Saving for retirement is a very smart financial decision to make.  It may seem like a long way off to younger people, but it is very important to plan for your future.  It becomes even clearer to people nearing the age of retirement just how important retirement accounts are.  

There are three popular types of retirement accounts to consider when thinking about where to put your money for your future:  401k, Traditional IRA and Roth IRAs.  Let’s take a look at each type with a little more detail.

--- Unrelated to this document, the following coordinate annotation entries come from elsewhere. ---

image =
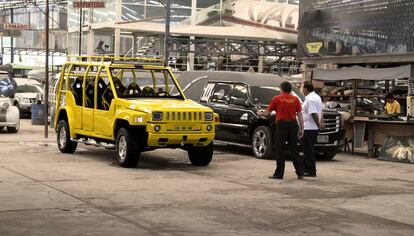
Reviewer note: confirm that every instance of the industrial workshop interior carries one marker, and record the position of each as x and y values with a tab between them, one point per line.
207	117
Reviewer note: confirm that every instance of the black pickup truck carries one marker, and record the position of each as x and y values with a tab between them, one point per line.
237	96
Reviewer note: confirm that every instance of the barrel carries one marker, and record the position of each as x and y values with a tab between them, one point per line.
37	114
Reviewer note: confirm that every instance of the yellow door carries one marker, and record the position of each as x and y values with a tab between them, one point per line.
89	104
105	108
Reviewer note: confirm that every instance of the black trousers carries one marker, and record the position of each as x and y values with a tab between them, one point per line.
287	131
309	140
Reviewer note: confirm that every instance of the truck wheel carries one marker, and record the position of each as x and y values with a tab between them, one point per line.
65	145
326	156
262	145
201	156
127	149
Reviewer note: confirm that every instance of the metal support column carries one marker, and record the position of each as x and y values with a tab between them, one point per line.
118	18
190	56
167	30
80	29
11	39
90	45
46	109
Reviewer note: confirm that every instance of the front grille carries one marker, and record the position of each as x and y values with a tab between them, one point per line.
332	124
183	116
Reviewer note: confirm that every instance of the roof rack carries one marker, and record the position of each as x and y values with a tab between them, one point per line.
117	60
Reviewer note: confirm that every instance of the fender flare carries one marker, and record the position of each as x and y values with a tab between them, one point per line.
69	116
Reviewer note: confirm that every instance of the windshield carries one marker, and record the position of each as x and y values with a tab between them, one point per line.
139	83
264	94
28	89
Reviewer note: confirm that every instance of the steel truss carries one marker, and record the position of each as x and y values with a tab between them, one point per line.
216	47
34	51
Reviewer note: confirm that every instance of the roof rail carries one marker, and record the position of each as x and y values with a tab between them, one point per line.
116	60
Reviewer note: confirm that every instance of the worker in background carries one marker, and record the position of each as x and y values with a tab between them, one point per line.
99	49
313	122
287	108
392	106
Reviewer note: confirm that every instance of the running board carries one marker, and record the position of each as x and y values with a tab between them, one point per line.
94	143
231	143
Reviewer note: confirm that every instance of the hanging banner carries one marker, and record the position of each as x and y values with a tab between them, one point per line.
16	26
355	27
88	4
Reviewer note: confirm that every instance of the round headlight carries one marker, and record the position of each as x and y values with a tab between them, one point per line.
208	116
157	116
157	128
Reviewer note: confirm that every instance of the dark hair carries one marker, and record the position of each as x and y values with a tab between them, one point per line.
308	86
389	96
286	87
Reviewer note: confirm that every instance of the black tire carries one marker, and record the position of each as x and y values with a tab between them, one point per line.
262	142
12	130
326	156
127	148
201	156
65	144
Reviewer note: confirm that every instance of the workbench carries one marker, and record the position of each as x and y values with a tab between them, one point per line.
378	130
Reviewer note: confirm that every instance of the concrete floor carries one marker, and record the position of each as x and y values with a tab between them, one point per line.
44	192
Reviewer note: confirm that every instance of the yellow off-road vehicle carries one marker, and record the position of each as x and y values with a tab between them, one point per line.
128	104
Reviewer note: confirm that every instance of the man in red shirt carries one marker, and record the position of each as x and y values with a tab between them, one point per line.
287	108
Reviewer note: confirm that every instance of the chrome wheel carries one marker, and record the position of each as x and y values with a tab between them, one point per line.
62	137
122	148
260	141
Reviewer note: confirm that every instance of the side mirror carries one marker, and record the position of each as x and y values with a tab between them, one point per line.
241	102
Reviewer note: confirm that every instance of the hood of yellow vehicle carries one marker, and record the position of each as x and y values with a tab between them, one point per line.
148	105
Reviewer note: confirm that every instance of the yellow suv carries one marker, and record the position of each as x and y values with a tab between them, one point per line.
128	104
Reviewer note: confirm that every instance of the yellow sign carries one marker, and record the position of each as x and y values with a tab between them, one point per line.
314	47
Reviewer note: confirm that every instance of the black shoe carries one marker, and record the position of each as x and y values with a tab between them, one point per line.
275	177
307	174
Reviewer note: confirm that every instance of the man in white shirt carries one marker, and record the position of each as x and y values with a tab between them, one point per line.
313	122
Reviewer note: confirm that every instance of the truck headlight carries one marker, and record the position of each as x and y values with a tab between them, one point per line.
157	116
208	116
138	119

Perhaps the most straightforward of the three is the 401k.  The 401k is a retirement plan that allows eligible employees of a company to save for their retirement on a tax deferred basis. The contributions that the employees make towards their account are deducted from their salary pre-tax.  Only employers can sponsor a 401k account, an individual can’t open one up on their own.

Traditional IRA

A Traditional IRA account is for anyone with an earned income that is under the age of 70 ½ .  With this kind of account your contributions are tax-deductible on your state and federal tax returns the year you make the contributions.  You can only contribute $5,500 ($6,500 if you’re age 50 or older) per year with this kind of account.  When you withdraw your money, it is taxed at normal rates.  When you get to the age of 70 ½ , you must take at least a minimum mandatory withdrawal from your account whether you need the money or not.

Roth IRA

A Roth IRA is a retirement account that allows a person to save for retirement as long as they are under certain income brackets.  If you are single and make under $133,000 per year, you can open a Roth IRA.  For married couples, your earned income must be under $196,000 per year.  Like the traditional IRA, you can only contribute $5,500 ($6,500 if you’re age 50 or older) per year. With Roth IRA accounts, both the earnings on the account and the withdrawals after age 59 ½ are tax-free.  You don’t ever have to withdraw your money from a Roth IRA account if you don’t want to.  If you have enough income from other places, you could let your Roth IRA grow tax-free for most of your life, making the account an ideal wealth transfer tool.

There is a lot to consider when thinking about saving for retirement.  Different accounts hold different pros and cons that depend on your individual needs.  Always research and be knowledgeable about how you are going to save for your future.